Sulla base dei dati Istat-MEF e di stime effettuate dalla Fondazione Nazionale dei Commercialisti, tenendo conto dell’andamento del gettito tributario mensile, il gettito delle principali imposte che gravano sulle famiglie risulta ancora in crescita nel 2017 (+0,3%), mentre in rapporto al Pil si registra per la prima volta un calo di circa 0,2 punti percentuali.

Tra il 2013, anno in cui si rileva il record storico di pressione fiscale in Italia (43,6%), e il 2017, contrariamente al trend generale di riduzione della pressione fiscale, le famiglie hanno subito un incremento di carico fiscale pari a circa 0,2 punti di Pil.

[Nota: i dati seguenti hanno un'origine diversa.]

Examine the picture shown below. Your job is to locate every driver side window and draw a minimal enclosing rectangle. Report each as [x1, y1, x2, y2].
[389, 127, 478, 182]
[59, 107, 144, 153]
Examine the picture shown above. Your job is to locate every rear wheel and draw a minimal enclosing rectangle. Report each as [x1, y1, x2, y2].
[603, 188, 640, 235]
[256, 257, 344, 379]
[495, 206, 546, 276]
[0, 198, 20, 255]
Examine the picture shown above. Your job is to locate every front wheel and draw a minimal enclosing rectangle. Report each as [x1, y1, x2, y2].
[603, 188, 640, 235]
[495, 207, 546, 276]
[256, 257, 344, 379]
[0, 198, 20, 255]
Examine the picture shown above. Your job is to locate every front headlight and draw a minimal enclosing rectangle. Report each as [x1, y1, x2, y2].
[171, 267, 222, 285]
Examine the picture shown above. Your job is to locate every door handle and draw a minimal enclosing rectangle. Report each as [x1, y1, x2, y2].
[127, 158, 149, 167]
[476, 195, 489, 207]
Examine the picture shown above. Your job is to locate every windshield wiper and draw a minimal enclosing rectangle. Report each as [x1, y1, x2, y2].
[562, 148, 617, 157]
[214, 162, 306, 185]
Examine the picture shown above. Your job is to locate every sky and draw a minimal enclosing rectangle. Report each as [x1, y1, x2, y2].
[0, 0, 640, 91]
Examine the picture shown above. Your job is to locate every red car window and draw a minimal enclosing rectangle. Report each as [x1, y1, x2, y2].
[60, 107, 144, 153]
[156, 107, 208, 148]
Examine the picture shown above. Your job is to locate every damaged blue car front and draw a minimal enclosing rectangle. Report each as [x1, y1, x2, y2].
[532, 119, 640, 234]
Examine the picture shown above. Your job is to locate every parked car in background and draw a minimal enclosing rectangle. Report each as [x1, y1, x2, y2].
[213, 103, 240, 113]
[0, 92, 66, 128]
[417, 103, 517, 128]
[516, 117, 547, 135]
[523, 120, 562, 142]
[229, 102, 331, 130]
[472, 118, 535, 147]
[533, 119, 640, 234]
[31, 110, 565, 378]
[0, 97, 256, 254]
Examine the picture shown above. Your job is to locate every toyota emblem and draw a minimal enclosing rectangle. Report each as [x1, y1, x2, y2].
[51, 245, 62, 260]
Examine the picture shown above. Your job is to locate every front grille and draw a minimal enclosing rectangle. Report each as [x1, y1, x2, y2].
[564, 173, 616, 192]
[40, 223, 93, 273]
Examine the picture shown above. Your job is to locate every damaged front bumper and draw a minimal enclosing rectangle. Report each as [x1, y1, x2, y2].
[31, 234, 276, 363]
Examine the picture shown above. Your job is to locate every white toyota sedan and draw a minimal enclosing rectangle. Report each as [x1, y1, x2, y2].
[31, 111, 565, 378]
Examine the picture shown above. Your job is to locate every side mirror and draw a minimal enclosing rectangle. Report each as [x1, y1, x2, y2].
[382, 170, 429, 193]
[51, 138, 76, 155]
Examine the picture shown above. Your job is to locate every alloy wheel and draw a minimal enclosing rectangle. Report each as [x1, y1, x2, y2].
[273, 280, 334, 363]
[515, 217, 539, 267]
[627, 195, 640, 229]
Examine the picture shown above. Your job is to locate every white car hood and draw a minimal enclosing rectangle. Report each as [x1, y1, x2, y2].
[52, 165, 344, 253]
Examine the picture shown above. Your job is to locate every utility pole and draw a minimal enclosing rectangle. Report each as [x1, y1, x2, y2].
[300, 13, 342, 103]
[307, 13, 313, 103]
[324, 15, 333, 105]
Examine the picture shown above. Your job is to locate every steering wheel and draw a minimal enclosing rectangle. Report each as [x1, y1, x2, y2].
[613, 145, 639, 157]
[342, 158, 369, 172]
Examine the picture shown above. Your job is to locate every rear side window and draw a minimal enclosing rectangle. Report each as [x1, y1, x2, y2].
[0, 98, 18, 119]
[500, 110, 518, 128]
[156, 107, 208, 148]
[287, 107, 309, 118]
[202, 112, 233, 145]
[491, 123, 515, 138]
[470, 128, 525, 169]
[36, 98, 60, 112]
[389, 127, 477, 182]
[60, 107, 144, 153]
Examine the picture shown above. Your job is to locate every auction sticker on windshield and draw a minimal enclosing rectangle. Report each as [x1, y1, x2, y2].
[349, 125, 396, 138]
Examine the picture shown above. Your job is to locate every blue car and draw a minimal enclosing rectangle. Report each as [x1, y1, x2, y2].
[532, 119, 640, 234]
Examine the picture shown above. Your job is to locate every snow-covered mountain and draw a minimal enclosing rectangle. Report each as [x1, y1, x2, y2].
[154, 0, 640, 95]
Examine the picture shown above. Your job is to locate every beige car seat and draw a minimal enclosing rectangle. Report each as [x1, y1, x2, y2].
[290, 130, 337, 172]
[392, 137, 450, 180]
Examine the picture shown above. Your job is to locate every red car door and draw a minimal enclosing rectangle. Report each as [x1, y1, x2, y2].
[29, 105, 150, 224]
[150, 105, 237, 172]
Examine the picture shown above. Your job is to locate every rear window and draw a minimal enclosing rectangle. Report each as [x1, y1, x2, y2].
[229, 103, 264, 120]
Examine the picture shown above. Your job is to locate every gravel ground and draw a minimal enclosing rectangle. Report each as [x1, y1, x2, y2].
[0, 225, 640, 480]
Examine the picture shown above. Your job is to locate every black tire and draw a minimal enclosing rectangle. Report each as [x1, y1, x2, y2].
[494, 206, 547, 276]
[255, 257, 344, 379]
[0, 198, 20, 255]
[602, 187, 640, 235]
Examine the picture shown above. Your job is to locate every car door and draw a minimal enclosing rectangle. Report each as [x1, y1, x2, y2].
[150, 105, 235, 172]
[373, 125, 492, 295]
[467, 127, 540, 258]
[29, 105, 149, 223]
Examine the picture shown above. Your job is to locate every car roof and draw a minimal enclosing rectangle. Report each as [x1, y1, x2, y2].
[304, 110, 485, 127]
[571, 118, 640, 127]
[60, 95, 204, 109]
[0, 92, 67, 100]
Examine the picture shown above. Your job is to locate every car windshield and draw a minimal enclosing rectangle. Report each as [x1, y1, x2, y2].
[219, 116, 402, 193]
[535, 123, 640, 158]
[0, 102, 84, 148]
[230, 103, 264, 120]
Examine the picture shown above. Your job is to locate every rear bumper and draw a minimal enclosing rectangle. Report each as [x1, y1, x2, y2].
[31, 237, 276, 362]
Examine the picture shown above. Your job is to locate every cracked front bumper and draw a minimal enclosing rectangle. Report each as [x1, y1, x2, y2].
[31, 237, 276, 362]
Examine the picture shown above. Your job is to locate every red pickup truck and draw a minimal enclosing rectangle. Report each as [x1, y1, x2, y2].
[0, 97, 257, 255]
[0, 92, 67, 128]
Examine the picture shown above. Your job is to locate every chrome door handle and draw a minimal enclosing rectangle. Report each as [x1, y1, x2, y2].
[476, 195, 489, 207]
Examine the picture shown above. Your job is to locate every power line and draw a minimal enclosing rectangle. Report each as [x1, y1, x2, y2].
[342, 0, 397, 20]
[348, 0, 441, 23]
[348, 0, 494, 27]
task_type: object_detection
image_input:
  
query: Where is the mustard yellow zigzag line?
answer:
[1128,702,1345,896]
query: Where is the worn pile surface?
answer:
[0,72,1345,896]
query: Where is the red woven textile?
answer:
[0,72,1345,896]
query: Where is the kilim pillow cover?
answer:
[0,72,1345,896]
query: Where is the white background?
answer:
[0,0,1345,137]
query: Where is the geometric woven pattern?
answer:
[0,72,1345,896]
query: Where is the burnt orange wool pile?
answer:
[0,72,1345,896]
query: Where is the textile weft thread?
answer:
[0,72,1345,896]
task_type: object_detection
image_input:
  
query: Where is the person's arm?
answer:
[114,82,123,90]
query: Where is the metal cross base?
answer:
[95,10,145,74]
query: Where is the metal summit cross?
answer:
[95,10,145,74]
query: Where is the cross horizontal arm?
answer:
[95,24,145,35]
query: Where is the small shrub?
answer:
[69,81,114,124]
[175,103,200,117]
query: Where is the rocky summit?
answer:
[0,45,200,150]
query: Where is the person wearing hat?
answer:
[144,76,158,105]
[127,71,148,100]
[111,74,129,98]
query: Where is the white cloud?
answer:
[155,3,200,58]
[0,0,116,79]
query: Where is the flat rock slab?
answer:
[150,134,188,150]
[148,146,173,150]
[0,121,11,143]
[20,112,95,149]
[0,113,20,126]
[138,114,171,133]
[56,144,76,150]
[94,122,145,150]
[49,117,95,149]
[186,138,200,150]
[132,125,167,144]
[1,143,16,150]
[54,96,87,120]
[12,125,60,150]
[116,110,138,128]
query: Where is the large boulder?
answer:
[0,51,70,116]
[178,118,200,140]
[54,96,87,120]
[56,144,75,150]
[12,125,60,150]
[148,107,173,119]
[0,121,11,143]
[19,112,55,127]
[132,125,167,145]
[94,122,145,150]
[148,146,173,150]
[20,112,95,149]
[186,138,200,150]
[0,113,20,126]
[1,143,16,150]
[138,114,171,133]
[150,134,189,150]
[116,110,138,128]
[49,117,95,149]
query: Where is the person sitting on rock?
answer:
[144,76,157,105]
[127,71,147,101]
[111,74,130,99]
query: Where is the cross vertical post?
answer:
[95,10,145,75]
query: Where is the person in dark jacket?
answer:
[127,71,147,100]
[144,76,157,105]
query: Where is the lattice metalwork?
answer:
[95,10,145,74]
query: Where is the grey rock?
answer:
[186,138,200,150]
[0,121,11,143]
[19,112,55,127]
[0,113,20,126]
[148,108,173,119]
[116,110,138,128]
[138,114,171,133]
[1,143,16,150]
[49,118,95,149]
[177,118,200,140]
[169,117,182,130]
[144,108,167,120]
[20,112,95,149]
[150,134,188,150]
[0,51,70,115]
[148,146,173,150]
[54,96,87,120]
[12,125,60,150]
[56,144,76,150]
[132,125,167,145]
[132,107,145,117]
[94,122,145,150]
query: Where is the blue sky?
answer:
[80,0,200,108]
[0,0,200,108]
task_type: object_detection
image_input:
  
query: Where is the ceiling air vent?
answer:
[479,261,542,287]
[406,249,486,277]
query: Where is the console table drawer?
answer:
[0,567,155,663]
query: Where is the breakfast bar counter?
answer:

Ciò è dovuto, molto probabilmente al peso dei tributi locali e delle tasse sugli immobili.

Infatti, nella pressione fiscale delle famiglie pesano, in particolare, le addizionali Irpef comunali e regionali e le imposte sulla casa.

In particolare, tra il 2013 e il 2017, a fronte di un aumento del Pil nominale del 7%:

il gettito Irpef – l’imposta sul reddito delle persone fisiche, abbreviata con l’acronimo IRPEF, è un’imposta diretta, personale, progressiva e generale – è aumentato del 5,9%
il gettito delle addizionali Irpef – l’addizionale Regionale all’Irpef, in Italia, è una quota tributaria aggiuntiva all’IRPEF, introdotta dall’art. 50 del d.lgs. 15 dicembre 1997 n. 446, è dovuta dal 1998 alla Regione in cui il cittadino italiano lavoratore dipendente abbia il domicilio fiscale al 31 dicembre dell’anno fiscale di riferimento – è cresciuto del 12%
l’ Imu – è un’imposta diretta di tipo patrimoniale, essendo applicata sulla componente immobiliare del patrimonio – e la Tasi – il Tributo per i Servizi Indivisibili Riguarda i servizi comunali indivisibili, cioè quelli rivolti omogeneamente a tutta la collettività che ne beneficia indistintamente – sono cresciute del 21%.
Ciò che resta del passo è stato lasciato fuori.